Poemartes es una experiencia cultural y única en el fondo de las noches bogotanas. Escribiré en primera persona, sobre todo porque le dará verosimilitud a un evento cuya magia sobrepasa los límites cotidianos impuestos por un mundo y un sistema que blablablá.

Organizado por la maravillosa gestora cultural Luna Vera, una artífice de felicidades que cambian y encienden vidas a partir de una gestión elaborada y muy generosa, donde no existen fronteras entre los seres y el horizonte es un asiento (más o menos alto) iluminado por una sensual luz amarilla.
Disculpen que divague o me ramifique, pero esa es la esencia de la noche, en Café Cinema centro (19 No. 3A, L37) cuando es martes y pasan las 7:30 p.m. y alguien comienza a decir “probando, uno, dos, tres” con un micrófono en la mano y un público de amantes de la poesía y las palabras se arma con limones para los distraídos, los inatentos.
En primer lugar, los ojos de María Consuelo Acero, poeta bogotana. Y más allá de sus ojos, su tímida y misteriosa forma de pestañear, que quizás expresa tanto como sus muy logrados poemas. Breves y sentidos textos en los que inocencia y memoria se entrecruzan y desgarran en un dolor abisal, inefable.

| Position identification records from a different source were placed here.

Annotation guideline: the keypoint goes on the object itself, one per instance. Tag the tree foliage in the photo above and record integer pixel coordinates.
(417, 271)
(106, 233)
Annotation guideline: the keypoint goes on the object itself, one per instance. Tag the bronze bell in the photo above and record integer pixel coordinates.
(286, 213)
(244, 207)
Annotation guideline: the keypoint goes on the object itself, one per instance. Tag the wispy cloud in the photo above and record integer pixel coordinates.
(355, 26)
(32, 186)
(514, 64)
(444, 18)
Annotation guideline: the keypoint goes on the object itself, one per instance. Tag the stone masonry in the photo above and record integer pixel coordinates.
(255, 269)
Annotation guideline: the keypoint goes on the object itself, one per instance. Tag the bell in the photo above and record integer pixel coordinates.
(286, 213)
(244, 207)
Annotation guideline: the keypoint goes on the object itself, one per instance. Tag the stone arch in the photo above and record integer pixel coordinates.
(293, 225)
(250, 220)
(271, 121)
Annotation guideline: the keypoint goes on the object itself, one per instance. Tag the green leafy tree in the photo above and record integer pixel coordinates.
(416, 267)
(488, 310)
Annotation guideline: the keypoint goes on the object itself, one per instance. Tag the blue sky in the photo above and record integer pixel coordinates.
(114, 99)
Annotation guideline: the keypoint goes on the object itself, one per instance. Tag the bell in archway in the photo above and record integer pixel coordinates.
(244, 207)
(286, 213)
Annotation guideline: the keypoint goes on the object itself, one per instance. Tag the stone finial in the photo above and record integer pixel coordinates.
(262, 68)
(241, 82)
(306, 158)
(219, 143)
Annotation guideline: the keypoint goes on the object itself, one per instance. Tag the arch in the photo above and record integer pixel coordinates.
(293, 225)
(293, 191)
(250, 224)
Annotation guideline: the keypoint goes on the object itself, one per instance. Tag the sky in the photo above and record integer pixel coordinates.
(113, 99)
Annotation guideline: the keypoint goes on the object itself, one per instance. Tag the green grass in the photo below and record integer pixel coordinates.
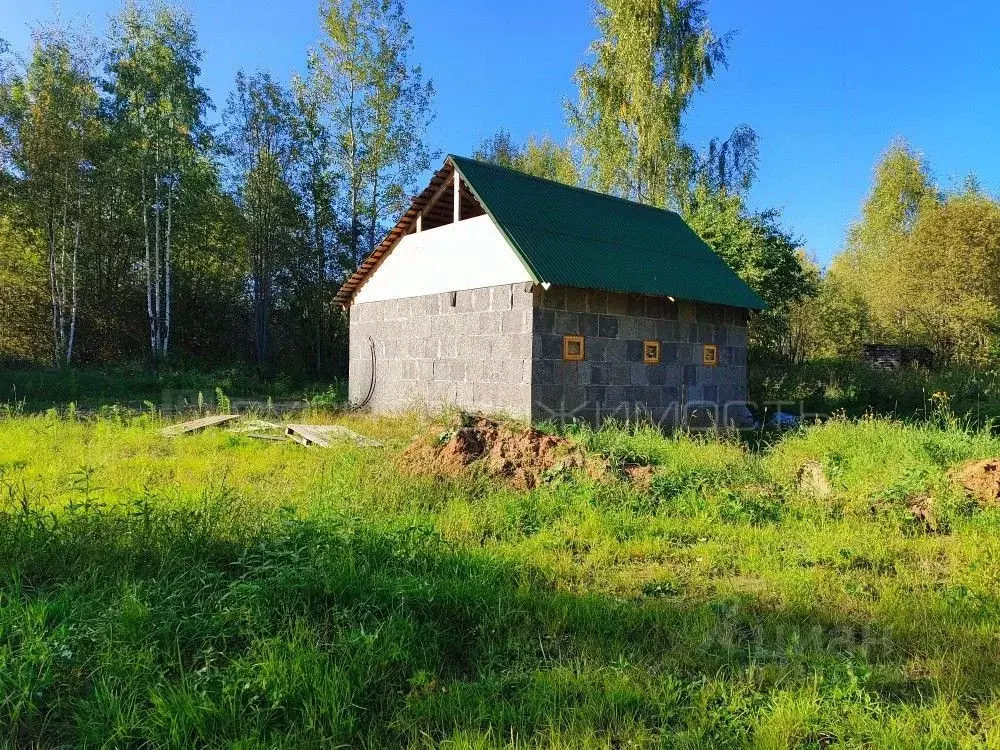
(216, 591)
(30, 388)
(829, 386)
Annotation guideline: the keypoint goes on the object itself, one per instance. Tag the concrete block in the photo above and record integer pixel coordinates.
(566, 323)
(543, 320)
(576, 300)
(616, 304)
(608, 326)
(635, 305)
(502, 298)
(597, 301)
(554, 298)
(656, 307)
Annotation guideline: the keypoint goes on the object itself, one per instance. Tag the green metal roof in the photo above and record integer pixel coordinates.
(569, 236)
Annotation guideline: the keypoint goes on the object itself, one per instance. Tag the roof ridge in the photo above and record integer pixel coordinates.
(598, 193)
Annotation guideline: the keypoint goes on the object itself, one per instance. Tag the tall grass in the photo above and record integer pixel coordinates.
(216, 591)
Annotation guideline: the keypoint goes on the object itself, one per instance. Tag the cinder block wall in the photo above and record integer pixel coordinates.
(470, 348)
(613, 380)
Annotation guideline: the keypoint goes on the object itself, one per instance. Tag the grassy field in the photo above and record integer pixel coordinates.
(217, 591)
(31, 388)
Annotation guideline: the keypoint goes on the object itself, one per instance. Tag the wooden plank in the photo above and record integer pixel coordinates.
(265, 436)
(196, 425)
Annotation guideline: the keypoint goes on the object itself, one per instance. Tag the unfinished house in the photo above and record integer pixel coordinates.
(502, 292)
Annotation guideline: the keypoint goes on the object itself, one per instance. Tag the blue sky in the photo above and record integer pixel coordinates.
(826, 85)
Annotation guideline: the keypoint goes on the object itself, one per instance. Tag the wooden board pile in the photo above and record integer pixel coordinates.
(308, 435)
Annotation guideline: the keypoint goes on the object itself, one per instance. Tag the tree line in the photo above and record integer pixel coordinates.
(918, 268)
(131, 228)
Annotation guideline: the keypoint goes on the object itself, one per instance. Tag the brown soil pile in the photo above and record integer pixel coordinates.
(524, 456)
(980, 479)
(812, 480)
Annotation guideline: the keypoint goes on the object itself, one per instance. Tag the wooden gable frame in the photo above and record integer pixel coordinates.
(434, 207)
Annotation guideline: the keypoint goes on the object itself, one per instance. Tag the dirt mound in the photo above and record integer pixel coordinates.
(980, 479)
(524, 456)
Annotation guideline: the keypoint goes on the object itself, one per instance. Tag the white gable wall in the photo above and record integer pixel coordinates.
(469, 254)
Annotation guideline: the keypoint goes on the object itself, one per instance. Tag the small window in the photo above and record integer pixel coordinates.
(710, 355)
(573, 348)
(651, 352)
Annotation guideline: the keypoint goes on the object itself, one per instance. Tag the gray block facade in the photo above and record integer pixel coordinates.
(500, 349)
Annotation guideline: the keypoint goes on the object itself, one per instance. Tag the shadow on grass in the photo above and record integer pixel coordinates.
(212, 626)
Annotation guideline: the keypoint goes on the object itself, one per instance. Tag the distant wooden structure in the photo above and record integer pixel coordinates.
(891, 358)
(197, 425)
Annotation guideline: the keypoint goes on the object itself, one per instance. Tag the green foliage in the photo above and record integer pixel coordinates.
(830, 385)
(24, 324)
(917, 267)
(650, 60)
(542, 158)
(762, 253)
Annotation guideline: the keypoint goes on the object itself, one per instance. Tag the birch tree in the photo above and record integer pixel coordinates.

En primer lugar, los ojos de María Consuelo y la eléctrica sonrisa de Liza, cuyo sentido de la educación y la amabilidad solo es comparable a la del viento o los gatos. Y junto a ella Alejandra Becerra, también poeta, también increíble.
A Alejandra la había escuchado hacía un buen número de noches. Me impresionó. Recuerdo que en aquella ocasión estuve a punto de suplicarle que leyera un poco más. Y si no lo hice fue porque soy cobarde y tuve miedo.
En primer lugar, el novelista Camilo Andrés Pérez, cómplice secreto de Luna, quien detrás de cámaras colabora en Poemartes, con detalles tan minuciosos y esmerados, que lo elevan a la categoría de escudero real de la noche.
Pero, Luna no está sola en esta sublime y delirante aventura, la acompaña el también escritor y editor Esteban Hincapié. Entre ambos se encargan de la organización de todo, desde ubicar a las personas que van a leer sus poemas –discúlpenme el arcaísmo, pero tengo serios problemas con el vocablo “poeta”– hasta el flyer de invitación, las luces antes mencionadas, los limones agresores y un par de cervezas de cortesía (que no sirven para disminuir los nervios, confieso).

Qué maravilloso es simplemente cerrar los ojos y escuchar la voz de Angelita Acero leyendo (cantando más que leyendo) poemas donde la nostalgia y la lucidez vuelan como caballos encima de un mar de niebla.
Otra de las sorpresas de la noche fue Floyd Arias, un poeta venezolano, de tono confidencial y muy honesto, que maneja temas relacionados con la familia y la distancia entre la familia. En su poesía se descubre (o describe) a la familia como un ecosistema, como una atmosfera, de la cual el ser que escribe ha sido arrancado y el vacío de esa ruptura es (en muchos casos) lo que marca el ritmo e ilumina las líneas de Floyd.

Claro, mientras todo esto ocurre, suena Contruçao del gran Chico Buarque de fondo, y María (cuyo ojo llora porque sí) va y viene con cervezas y alguien reivindica con tono incendiario el valor de Simón Bolívar y afuera el frío se acumula en los semáforos.
Finalmente, Liza María Cobos.
Finalmente, Liza y sus poemas y su forma de leer sus poemas, escritura sucinta y profunda, donde lo real transgrede sus propios símbolos para explicar una visión íntima y personal del mundo, aunque todo parezca ser un sueño y los gatos amen tenderse bajo un sol que sueña mandarinas.
No hay “adioses”. Nunca los hay. Uno lentamente comienza a confundirse con la noche, mientras adentro siguen resonando el verso o la imagen que nos voló la cabeza.